Is onboarding the same as VAT registration?

No. VAT registration is a separate prior step done through the Authority’s portal that grants you the tax number. Onboarding is registering the issuing unit with the Fatoora platform after you have a valid tax number.

What is the difference between the Compliance certificate and the Production certificate?

The Compliance certificate is temporary, for testing in the test environment, and does not sign real invoices. The Production certificate is permanent and is the one that signs every live invoice your business issues after passing the checks.

Do I need technical knowledge to complete onboarding?

No, if you use a compliant accounting system. The system generates the signing request and handles the certificates automatically.
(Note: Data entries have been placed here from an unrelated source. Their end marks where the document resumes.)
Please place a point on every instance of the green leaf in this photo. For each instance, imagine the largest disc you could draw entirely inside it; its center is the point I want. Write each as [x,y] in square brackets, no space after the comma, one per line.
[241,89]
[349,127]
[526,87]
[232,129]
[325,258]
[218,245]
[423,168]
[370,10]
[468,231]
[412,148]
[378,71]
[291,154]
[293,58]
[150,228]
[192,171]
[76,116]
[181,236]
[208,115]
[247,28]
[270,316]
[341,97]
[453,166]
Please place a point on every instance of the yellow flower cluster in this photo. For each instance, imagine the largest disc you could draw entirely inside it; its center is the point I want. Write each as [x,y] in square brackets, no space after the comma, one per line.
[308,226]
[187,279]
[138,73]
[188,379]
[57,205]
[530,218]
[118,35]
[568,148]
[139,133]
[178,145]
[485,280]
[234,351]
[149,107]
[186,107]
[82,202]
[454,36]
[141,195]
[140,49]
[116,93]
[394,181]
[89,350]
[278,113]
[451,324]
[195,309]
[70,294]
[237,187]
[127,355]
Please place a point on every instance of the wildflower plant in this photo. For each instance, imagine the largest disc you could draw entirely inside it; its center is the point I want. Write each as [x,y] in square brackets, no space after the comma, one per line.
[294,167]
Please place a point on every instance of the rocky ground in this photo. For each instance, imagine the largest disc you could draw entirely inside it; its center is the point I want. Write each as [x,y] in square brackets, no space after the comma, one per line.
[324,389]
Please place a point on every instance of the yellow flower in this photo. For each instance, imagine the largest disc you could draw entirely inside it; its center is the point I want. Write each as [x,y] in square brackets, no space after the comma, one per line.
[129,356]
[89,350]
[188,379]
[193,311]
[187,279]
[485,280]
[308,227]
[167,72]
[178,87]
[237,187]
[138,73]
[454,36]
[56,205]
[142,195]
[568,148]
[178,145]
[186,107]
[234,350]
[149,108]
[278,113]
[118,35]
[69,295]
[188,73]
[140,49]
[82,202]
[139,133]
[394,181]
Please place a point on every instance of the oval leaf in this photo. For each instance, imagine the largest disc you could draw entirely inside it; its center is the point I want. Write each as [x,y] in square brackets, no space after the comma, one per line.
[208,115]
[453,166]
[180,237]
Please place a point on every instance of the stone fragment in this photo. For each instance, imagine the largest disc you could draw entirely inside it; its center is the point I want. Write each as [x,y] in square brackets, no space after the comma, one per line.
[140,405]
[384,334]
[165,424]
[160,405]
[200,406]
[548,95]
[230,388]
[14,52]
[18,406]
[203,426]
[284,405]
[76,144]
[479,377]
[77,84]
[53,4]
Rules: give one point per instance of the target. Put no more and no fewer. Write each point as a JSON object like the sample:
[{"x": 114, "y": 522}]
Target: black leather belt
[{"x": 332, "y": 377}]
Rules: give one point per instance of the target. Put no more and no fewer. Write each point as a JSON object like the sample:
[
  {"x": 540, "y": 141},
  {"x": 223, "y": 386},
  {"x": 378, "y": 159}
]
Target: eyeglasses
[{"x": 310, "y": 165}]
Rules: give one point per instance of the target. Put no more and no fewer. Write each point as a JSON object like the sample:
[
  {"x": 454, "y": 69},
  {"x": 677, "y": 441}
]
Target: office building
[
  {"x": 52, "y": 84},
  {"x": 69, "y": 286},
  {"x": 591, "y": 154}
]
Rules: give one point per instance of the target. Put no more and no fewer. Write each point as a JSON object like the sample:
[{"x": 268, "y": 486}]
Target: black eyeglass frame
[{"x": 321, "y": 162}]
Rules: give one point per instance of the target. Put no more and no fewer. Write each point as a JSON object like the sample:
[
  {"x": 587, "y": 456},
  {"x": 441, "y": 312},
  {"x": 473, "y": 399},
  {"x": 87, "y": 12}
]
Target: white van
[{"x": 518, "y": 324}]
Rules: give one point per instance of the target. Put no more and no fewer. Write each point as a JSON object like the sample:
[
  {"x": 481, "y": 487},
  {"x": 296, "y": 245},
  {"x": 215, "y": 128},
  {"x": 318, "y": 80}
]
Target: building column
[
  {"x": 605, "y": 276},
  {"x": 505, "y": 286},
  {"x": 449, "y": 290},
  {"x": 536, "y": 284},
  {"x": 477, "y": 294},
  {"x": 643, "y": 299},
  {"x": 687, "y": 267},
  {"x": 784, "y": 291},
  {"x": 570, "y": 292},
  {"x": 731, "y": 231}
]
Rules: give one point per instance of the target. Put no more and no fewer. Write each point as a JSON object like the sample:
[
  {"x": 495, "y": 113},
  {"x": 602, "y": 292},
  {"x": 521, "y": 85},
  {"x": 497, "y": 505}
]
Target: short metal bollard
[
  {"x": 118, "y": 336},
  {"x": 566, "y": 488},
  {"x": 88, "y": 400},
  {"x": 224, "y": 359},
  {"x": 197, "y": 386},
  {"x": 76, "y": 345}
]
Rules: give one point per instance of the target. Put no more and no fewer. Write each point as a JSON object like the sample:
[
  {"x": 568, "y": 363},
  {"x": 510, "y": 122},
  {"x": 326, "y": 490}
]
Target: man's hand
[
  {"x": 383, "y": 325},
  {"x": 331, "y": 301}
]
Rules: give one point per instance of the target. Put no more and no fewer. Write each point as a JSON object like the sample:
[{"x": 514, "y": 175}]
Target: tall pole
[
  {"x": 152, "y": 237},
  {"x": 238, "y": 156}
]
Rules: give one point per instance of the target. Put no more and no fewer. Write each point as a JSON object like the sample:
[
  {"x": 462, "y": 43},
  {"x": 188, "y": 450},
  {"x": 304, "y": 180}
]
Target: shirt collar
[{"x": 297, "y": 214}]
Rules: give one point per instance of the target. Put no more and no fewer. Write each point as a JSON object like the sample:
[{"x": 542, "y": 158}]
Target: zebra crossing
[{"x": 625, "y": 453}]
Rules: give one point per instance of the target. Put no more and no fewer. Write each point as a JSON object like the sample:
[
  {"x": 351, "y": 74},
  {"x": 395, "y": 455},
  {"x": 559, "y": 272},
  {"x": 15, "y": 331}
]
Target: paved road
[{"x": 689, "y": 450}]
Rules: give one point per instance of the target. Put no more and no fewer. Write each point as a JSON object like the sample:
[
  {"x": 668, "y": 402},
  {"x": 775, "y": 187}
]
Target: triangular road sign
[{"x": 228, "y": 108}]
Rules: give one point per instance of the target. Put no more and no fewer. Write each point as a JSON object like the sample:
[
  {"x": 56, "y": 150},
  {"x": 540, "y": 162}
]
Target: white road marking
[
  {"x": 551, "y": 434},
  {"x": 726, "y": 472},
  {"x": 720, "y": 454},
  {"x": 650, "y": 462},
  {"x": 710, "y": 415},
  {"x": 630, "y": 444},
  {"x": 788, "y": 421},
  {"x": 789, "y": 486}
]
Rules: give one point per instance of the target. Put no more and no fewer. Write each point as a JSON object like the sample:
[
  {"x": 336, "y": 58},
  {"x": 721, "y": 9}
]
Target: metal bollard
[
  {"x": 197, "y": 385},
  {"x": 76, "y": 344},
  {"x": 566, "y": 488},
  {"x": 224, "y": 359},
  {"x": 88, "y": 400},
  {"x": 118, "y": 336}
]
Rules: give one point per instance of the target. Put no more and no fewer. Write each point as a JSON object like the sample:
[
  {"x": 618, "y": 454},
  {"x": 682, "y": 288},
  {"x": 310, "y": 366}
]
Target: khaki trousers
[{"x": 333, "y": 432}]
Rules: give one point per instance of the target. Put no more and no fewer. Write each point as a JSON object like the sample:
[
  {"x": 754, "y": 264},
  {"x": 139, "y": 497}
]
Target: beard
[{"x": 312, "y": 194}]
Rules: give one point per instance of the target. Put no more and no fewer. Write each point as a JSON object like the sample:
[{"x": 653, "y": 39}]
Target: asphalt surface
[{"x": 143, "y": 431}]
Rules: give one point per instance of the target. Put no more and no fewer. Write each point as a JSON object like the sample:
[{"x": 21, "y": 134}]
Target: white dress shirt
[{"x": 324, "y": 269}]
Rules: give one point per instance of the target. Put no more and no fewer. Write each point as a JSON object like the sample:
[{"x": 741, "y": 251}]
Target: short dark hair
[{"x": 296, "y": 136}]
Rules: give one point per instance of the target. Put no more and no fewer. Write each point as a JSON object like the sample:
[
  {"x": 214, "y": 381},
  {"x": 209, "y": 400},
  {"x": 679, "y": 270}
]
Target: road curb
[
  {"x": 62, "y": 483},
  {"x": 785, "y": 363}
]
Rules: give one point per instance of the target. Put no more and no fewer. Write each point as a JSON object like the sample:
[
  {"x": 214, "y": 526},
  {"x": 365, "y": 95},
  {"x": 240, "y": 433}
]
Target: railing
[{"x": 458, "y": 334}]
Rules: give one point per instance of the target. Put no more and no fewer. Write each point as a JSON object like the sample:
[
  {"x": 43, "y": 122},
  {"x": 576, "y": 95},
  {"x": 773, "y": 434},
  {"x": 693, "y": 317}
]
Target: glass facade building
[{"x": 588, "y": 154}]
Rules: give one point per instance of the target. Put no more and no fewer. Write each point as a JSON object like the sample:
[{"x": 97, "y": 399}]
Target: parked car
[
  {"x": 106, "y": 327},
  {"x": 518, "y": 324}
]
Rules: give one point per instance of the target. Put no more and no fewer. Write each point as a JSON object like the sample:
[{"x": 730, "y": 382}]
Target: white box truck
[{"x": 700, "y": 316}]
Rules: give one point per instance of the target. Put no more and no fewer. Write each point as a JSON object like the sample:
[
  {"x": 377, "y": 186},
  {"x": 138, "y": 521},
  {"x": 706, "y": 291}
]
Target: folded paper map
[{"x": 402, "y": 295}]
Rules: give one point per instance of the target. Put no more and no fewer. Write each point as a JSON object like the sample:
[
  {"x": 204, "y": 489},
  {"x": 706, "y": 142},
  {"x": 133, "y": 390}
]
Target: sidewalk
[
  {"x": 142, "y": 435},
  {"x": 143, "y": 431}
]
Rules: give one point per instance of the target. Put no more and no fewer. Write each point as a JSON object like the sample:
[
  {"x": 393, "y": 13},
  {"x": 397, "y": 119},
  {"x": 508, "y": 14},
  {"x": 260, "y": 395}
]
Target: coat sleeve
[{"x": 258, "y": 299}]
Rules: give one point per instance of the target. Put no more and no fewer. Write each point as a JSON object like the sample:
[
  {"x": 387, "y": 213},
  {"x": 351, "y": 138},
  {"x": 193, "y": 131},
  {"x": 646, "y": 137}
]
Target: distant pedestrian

Your role is limited to entering the correct business data and requesting the OTP from the Fatoora portal.

How many issuing units does my business need?

It depends on the number of your branches, points of sale, and how you issue invoices. A small business with one branch may make do with a single unit, while multi-branch chains need separate units for each issuing point.

What happens if the signing request is rejected?

Rejection is usually due to a wrong identifier format or data that does not match the Authority’s records. Correct the data and regenerate the request. Instant validation of the identifier format before submission greatly reduces this likelihood.

When did I become obligated for Phase Two?

This is determined by the integration wave your business falls into based on its annual revenue, and the Authority notifies you of your wave’s date at least six months in advance. As of 30 June 2026, all businesses registered for VAT have come within the scope of Phase Two.

Can I issue invoices during the onboarding period?

You continue issuing your invoices using your established method until onboarding is complete and the Production certificate is activated. After activation, all your invoices switch to the digitally signed mode with clearance or reporting depending on the invoice type. There is no gap in which you stop issuing, because the transition happens the moment the certificate is activated.

What if I have several branches with varying revenues?

The scope of obligation is calculated at the business level (the tax number), not at the level of a single branch. When your business enters the integration wave, you onboard all its issuing units. So plan to onboard all your branches and points of sale within the same time frame, with a separate certificate for each unit.